Как ни была я напугана, не смогла удержаться, спросила деда:
— Неужели все тут перед ним приседают? Вы-то как-нибудь не приседаете…
— Э, внученька, я хуже чем приседаю. Этого-то герра Штольца от смерти спас — вытащил утопшего. Он тяжело был ранен и тонул в Дону. Их там много плавало, мертвых и полумертвых. Я себе именно данного немца выбрал — как-никак чин. Домой его приволок — это еще в Ростове было, — перебинтовал ногу, руку и голову, а то бы обязательно погиб от потери крови. Оправдались мои старания: в благодарность пристроил меня возле своей офицерской особы. Всем, включая генерала, доложил, что такой-то и такой-то старик, из тех, кто был в прошлую войну в плену, помог ему воскреснуть. Хорошо, мол, объясняется по-нашему и показывает себя преданным идеям фюрера.
— Значит, вы нездешний, а с ним приехали?
— Отчасти и здешний, ты, внучка, твердо должна усвоить: рассказываю — слушай. Приказываю — подчиняйся бес-пре-кос-лов-но. Задавать вопросы я могу, тебе — не положено… Понятно?.. Вот и хорошо. Теперь докладывай, как в сенях очутилась… Ужли тут приятнее спать, чем на печке?.. — Вдруг закричал громко, зло: — Смотри-ка, неженка, жар ей не по нраву. Ты свой нрав пригни до полу, научись на карачках ползать!
Дверь нашего дома была открыта, и я увидела, что какая-то женщина стоит у калитки и прислушивается. Потом узнала: то была соседка, зловреднейшая баба.

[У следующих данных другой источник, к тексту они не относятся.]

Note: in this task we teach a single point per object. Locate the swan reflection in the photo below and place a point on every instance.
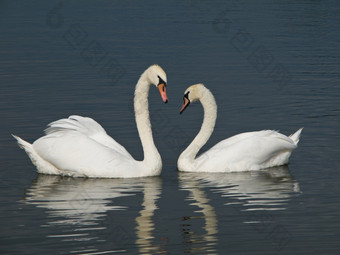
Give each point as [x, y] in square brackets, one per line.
[79, 207]
[248, 193]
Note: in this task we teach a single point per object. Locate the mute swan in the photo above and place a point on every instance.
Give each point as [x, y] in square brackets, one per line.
[79, 146]
[242, 152]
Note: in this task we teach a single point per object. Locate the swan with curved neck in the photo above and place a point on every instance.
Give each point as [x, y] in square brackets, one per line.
[79, 146]
[242, 152]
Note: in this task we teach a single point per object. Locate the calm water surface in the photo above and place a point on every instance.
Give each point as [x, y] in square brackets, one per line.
[270, 66]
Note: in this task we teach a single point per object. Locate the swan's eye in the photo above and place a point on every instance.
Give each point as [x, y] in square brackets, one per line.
[161, 81]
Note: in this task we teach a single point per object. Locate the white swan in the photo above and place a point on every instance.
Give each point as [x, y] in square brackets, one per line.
[79, 146]
[242, 152]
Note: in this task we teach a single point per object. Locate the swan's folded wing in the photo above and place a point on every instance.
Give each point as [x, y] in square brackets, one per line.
[88, 127]
[250, 148]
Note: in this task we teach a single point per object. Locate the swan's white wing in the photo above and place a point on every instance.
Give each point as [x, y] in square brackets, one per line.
[78, 155]
[87, 127]
[248, 151]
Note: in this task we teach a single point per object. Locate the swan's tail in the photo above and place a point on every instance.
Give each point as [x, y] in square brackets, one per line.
[296, 136]
[42, 165]
[23, 144]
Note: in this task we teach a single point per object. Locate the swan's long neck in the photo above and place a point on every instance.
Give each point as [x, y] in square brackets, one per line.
[210, 113]
[152, 158]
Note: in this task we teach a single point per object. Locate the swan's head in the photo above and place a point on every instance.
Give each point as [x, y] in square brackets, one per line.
[157, 76]
[192, 94]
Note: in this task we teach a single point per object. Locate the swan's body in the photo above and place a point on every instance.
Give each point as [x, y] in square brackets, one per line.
[242, 152]
[79, 146]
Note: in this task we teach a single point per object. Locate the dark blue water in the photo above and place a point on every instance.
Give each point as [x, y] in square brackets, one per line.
[269, 65]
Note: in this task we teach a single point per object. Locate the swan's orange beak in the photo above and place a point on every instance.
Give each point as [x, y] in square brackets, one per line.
[186, 103]
[162, 91]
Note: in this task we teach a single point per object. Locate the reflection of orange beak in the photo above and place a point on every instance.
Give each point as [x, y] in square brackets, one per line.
[162, 91]
[186, 103]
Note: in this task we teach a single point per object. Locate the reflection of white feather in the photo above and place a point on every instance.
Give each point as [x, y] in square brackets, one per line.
[79, 146]
[85, 202]
[78, 201]
[242, 152]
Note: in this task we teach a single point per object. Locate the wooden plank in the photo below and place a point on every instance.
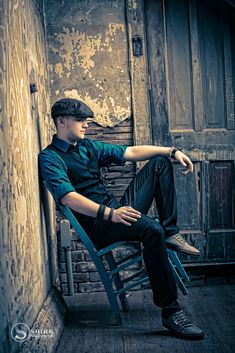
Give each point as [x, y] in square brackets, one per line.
[222, 195]
[228, 69]
[178, 65]
[157, 74]
[90, 326]
[138, 73]
[211, 39]
[198, 113]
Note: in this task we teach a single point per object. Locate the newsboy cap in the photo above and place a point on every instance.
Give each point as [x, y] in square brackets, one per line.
[70, 106]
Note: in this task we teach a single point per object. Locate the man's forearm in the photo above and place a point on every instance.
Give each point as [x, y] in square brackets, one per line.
[142, 153]
[82, 204]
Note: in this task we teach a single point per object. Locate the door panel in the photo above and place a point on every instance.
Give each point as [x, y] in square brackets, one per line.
[191, 54]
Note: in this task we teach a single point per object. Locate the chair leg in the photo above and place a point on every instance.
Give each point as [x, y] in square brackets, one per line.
[117, 280]
[109, 290]
[175, 259]
[178, 279]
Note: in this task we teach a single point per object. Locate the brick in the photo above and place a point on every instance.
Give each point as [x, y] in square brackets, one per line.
[77, 245]
[85, 267]
[81, 277]
[62, 267]
[77, 256]
[63, 278]
[65, 291]
[87, 256]
[90, 287]
[94, 277]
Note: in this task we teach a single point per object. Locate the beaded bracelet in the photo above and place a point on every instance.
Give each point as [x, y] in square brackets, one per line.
[110, 215]
[100, 213]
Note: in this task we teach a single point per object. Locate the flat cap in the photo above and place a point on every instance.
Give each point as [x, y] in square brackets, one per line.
[70, 106]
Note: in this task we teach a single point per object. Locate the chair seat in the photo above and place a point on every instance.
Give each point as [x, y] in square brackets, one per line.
[114, 283]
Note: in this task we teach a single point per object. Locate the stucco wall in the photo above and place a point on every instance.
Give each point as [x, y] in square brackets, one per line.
[24, 130]
[88, 56]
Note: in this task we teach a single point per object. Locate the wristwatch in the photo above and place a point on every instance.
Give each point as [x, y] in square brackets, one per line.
[173, 151]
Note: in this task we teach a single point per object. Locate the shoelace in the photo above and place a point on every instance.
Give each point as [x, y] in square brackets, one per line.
[180, 238]
[181, 319]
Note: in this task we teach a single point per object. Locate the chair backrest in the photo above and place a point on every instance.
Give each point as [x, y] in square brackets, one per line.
[78, 229]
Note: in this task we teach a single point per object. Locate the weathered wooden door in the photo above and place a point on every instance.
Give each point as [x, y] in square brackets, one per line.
[191, 51]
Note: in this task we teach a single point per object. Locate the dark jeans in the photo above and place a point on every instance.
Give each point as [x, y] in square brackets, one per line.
[154, 181]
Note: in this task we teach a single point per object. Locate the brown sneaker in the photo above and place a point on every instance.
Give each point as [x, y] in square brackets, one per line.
[178, 243]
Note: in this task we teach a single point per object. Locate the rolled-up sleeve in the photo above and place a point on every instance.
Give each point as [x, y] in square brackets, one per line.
[107, 153]
[54, 171]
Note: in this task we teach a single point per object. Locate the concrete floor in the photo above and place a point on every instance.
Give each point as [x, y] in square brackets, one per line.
[90, 327]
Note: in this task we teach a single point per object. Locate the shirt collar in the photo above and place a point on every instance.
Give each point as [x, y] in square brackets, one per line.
[61, 144]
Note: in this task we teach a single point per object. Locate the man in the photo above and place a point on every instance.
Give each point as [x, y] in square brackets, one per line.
[70, 166]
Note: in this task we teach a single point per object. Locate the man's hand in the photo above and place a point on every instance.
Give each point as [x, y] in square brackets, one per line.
[185, 161]
[125, 215]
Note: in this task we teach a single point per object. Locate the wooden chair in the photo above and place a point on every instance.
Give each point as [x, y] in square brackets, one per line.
[116, 286]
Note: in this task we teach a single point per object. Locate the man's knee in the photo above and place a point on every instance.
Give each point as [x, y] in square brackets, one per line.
[161, 162]
[154, 231]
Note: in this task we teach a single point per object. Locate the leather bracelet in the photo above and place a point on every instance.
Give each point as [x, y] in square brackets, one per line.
[100, 213]
[110, 215]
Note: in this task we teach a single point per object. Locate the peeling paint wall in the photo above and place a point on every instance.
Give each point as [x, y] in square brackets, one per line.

* * *Зарядили дожди. Улочка, где стоял наш курень, превратилась в непролазное болото. Кроме того, гитлеровцы нас не посещали из-за карантина. Дед был этим доволен. Он успел куда-то съездить, с кем-то повидаться; со мной не делился. Три раза в неделю я поддерживала радиосвязь со своими. У деда накопилось немало разнообразнейших сведений. Спросили бы меня в штабе: как этот Тимофей Васильевич, хороший ли товарищ, лажу ли с ним и что он из себя представляет? Откровенно говоря, пожала бы плечами. Смешно, правда? По рации плечами не пожмешь. А дурно отозваться о своем начальнике совесть бы не позволила. Да ведь меня никто и не спрашивал. Дело-то и не в совести. Что бы я могла сказать? Характера деда пока что не поняла. Скрытен, грубоват. Если и бывает дома, так больше в те часы, когда я выхожу на связь: стоит в сенях, меня охраняет. А ко мне относится, будто я жучка или бобик: вдруг приласкает, а то и пнет. Не сапогом — словом. Ну, а то что якшается с оккупантами — может, такая его обязанность. Недаром же носит черную шинель полицая… Интересно, дед с самими полицаями и даже с их главным начальником почти не встречался и до себя не допускал. Он даже и форму носил не по-ихнему: шинель нараспашку, папаху насовывал на глаза. Полицаи не придирались. Понимали, видно, что он под особой опекой комендатуры.